Unverpackt- wie macht ihr das?

Hey zusammen,

wir hätten gern weniger Müll bei uns zuhause. Nun hat ein Unverpackt-Laden eröffnet. Ich trau mich nur nicht so recht.

Wie macht man das denn? Hat man dann Plastik-Boxen für den Transport nach Hause und füllt dann Zuhause um? ich will ja gern Marmelade kaufen BEVOR diese leer ist. Das heißt ja, die Verpackung ist noch belegt wenn ich einkaufen gehe.
Oder hab ihr alle Verpackungen doppelt? Oder nur einige? Das sieht immer alles soooo super toll aus, in den Blogs und Magazinen, aber in der realität mit drei Kindern (fünf eigentlich, zwei wohnen woanders, sind schon groß) fehlt mir irgendwie die Grundlage. Wir kaufen ja 10 Liter Milch jede Woche. Ich bin mir grad nicht so sicher wo ich die leeren Verpackungen lagern soll und das Abfüllen im Laden, während die Kinder natürlich artig warten, ist noch ein ganz andere Kapitel.

Geht das überhaupt? Für Familien? Oder doch nur für berliner Öko-Blogger?;-)

Kennt sich da jemand aus?

Herzliche Grüße

Antworten

Fashymama (Profil) schrieb am 28.04.2021 16:05

Ich würde klein anfangen.
Wir holen Milch vom Bauern in Glasflaschen. Da haben wir tatsächlich 14 obwohl wir nur 6 l holen. Ich bestelle eine Biokiste und sage, dass ich keine Verpackung will. Also manches kommt in Papiertüten...
Unverpackladen läuft hier noch nicht so super, da die manches nicht haben( z.b. Dinkelnudeln), anderes ist so megateuer, dass es mit 6 Personen einfach nicht geht.
Man kann entweder sein normales Gefäß mitnehmen, oder einfach Tupper oder ein Glas und zu Hause umfüllen. Ich denk das ist echt Geschmacksache und du musst für dich rausfinden was praktisch ist.

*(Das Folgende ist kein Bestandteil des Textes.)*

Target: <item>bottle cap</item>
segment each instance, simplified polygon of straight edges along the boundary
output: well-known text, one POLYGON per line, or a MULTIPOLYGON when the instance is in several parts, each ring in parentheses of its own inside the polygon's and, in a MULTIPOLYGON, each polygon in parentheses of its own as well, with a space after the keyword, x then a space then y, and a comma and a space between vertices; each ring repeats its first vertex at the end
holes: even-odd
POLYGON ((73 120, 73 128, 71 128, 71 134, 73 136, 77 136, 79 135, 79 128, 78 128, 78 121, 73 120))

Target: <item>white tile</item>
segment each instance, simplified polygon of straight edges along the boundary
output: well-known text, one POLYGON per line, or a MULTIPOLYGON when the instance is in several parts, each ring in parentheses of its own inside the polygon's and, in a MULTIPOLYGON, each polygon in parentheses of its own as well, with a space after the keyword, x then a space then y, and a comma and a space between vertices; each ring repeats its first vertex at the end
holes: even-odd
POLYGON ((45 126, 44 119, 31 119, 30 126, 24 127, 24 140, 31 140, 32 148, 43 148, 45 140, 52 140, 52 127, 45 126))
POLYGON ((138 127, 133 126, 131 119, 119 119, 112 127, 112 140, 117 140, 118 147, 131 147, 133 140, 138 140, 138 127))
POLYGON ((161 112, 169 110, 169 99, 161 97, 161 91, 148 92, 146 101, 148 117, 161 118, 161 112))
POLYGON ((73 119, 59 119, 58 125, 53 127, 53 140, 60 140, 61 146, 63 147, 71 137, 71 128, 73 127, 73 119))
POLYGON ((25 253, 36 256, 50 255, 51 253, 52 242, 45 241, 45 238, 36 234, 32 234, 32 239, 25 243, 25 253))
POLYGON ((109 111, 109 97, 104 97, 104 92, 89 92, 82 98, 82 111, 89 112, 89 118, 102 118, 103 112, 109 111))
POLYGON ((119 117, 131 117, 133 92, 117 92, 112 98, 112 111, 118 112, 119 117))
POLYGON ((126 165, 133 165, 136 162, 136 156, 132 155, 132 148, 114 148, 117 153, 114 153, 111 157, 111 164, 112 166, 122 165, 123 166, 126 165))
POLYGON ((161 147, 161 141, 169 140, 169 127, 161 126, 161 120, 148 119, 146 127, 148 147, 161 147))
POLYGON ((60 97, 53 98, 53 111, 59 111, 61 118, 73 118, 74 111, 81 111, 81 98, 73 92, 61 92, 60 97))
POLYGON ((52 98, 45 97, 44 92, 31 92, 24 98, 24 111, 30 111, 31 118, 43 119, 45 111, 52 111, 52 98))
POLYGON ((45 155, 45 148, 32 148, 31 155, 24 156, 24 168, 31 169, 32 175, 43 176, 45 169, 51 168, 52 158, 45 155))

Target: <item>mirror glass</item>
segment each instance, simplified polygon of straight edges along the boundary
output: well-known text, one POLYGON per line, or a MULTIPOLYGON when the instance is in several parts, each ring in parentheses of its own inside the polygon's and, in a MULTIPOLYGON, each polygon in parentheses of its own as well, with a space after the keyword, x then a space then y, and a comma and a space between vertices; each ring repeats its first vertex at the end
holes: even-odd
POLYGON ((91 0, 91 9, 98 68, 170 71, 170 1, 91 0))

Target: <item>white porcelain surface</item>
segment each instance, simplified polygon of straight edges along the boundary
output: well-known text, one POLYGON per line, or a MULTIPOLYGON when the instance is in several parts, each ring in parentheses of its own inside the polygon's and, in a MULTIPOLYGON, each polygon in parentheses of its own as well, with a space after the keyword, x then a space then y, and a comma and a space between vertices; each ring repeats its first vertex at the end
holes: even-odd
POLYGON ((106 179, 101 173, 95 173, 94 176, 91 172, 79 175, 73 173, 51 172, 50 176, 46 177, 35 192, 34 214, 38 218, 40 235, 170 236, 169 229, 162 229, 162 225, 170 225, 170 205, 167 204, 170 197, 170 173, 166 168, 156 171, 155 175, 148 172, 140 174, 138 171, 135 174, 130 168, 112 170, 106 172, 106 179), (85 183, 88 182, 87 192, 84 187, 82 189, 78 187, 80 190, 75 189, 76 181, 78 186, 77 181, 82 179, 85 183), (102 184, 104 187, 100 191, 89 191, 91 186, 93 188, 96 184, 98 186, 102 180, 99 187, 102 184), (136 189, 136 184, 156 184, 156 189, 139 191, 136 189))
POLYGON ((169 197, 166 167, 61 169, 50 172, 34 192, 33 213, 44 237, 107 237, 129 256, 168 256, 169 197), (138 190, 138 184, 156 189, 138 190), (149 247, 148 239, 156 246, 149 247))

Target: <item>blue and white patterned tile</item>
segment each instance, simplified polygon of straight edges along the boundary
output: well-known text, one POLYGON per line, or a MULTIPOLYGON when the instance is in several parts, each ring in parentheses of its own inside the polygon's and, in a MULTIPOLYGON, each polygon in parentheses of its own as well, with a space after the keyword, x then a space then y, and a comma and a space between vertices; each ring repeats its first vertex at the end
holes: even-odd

Anonym schrieb am 28.04.2021 17:53

Ich habe tatsächlich diverse dichte Gefäße, teils Kunststoff (diese mit Clip-Verschluss), teils Glas und fülle ggf. zuhause nochmal um, wasche den Transportbehälter wieder ab. Milch und Sahne kaufe ich aber in Pfand-Glasflaschen, die gibt's auch nicht lose. Für andere lose, feste Sachen habe ich Papier- und auch Plastiktüten, die ich so oft benutze, wie es geht, und Stoffsäckchen, die ich waschen kann.
Da wir nur zu zweit sind und der Laden 800m entfernt, kaufe ich oft erst ein, wenn Vorrat alle. "Mein" Laden ist auch ein Mitgliederladen, da ist das mit der Hygiene nicht so eng, das heißt, ich nehme zB die Aufbewahrungsdise von den Haferflocken unabgewaschen mit und fülle im Laden berührungslos ein. In normalen Läden geht das vermutlich nicht.
Für einen größeren Haushalt stelle ich es mir anstrengender vor, aber letztendlich sind das nachher Routinen. Ich denke, du brauchst ein bisschen mehr Platz irgendwo, wo du die Transportdosen etc lagerst. Einiges hadt du dann vielleicht doppelt, wie bei der Marmelade. Ich habe immer eine Umhängetasche mit Verpackungen und dem Leergut hier stehen. Die schnappe ich mir und nen leeren Rucksack, in den dann im Laden die befüllten Sachen kommen.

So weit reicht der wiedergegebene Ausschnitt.